The major struggle over, The Columbian went out of its way to prove it planned "to act with decorum towards our contemporaries." Down in Portland Dryer pulled out all of the editorial stops in his war against the Democrats, while in Olympia his other paper remained wonderfully neutral through all its owner's political gyrations. To be sure, The Columbian did complain about the poor mail service and had more than passing comments about need for a wagon road across the Cascades to Walla Walla, but if Dryer blasted away at Lane, The Columbian simply ignored him entirely.

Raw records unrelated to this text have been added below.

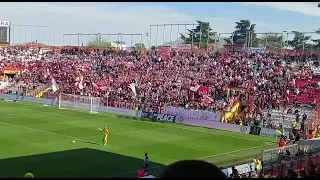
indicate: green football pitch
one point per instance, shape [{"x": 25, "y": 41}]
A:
[{"x": 39, "y": 138}]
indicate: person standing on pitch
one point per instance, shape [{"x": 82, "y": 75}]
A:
[
  {"x": 105, "y": 135},
  {"x": 28, "y": 175},
  {"x": 146, "y": 161}
]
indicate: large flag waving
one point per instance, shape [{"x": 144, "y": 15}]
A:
[
  {"x": 132, "y": 86},
  {"x": 54, "y": 85},
  {"x": 100, "y": 87},
  {"x": 80, "y": 83}
]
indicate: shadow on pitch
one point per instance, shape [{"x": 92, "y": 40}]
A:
[{"x": 78, "y": 163}]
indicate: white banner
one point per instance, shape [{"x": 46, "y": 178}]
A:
[
  {"x": 242, "y": 169},
  {"x": 184, "y": 47},
  {"x": 190, "y": 114},
  {"x": 122, "y": 111},
  {"x": 266, "y": 132},
  {"x": 309, "y": 145},
  {"x": 4, "y": 23},
  {"x": 245, "y": 129}
]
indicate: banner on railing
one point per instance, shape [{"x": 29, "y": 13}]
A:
[
  {"x": 158, "y": 116},
  {"x": 266, "y": 132},
  {"x": 190, "y": 114},
  {"x": 242, "y": 169},
  {"x": 309, "y": 145}
]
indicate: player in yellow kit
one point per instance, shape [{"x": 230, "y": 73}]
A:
[{"x": 105, "y": 135}]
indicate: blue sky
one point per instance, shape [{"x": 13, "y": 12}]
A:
[{"x": 136, "y": 17}]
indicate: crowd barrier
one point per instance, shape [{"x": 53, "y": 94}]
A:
[
  {"x": 281, "y": 169},
  {"x": 242, "y": 169},
  {"x": 171, "y": 114}
]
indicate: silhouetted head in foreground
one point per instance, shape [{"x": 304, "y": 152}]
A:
[{"x": 192, "y": 169}]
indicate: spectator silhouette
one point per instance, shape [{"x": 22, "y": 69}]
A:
[{"x": 192, "y": 169}]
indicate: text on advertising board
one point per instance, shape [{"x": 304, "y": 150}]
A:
[
  {"x": 3, "y": 35},
  {"x": 4, "y": 23}
]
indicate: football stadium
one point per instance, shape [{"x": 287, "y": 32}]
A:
[{"x": 175, "y": 100}]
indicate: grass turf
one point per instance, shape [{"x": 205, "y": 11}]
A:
[{"x": 40, "y": 138}]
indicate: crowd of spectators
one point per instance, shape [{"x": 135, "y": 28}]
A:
[
  {"x": 167, "y": 80},
  {"x": 263, "y": 81}
]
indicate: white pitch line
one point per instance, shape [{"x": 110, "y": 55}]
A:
[
  {"x": 201, "y": 158},
  {"x": 58, "y": 134},
  {"x": 164, "y": 124},
  {"x": 123, "y": 133}
]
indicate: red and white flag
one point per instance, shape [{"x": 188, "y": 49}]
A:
[
  {"x": 83, "y": 67},
  {"x": 132, "y": 86},
  {"x": 99, "y": 86},
  {"x": 199, "y": 88},
  {"x": 207, "y": 100},
  {"x": 80, "y": 83}
]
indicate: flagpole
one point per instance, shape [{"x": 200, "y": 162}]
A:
[{"x": 107, "y": 100}]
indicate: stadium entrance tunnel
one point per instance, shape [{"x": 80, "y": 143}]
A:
[{"x": 77, "y": 163}]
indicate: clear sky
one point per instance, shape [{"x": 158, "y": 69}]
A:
[{"x": 136, "y": 18}]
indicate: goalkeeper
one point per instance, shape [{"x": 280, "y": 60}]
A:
[{"x": 105, "y": 135}]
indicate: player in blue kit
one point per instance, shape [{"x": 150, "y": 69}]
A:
[{"x": 146, "y": 161}]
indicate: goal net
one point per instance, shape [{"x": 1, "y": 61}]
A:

A professed Democrat, Wiley restrained himself up to the middle of March, 1853, when he left the editor's chair for a partnership in the law firm of G. N. McConaha. Remarkably adept at saying what the occasion demanded, Wiley observed in the last editorial he wrote in the Olympia newspaper that he had "not sought to trail the columns of The Columbian in the slime of party warfare" and repeated again the paper's unquestioned neutrality. Some months later he returned, this time as owner, and ignoring earlier statements proclaimed "the end of whig influence and interest" in the


  1. The Columbian, April 10, 1853. Lane's bill was based on the memorial sent Congress from the Cowlitz Convention of August 29, 1851. The Columbian agitated for a similar convention at Monticello on November 25, 1852, but results of this meeting reached Lane too late to be of any help.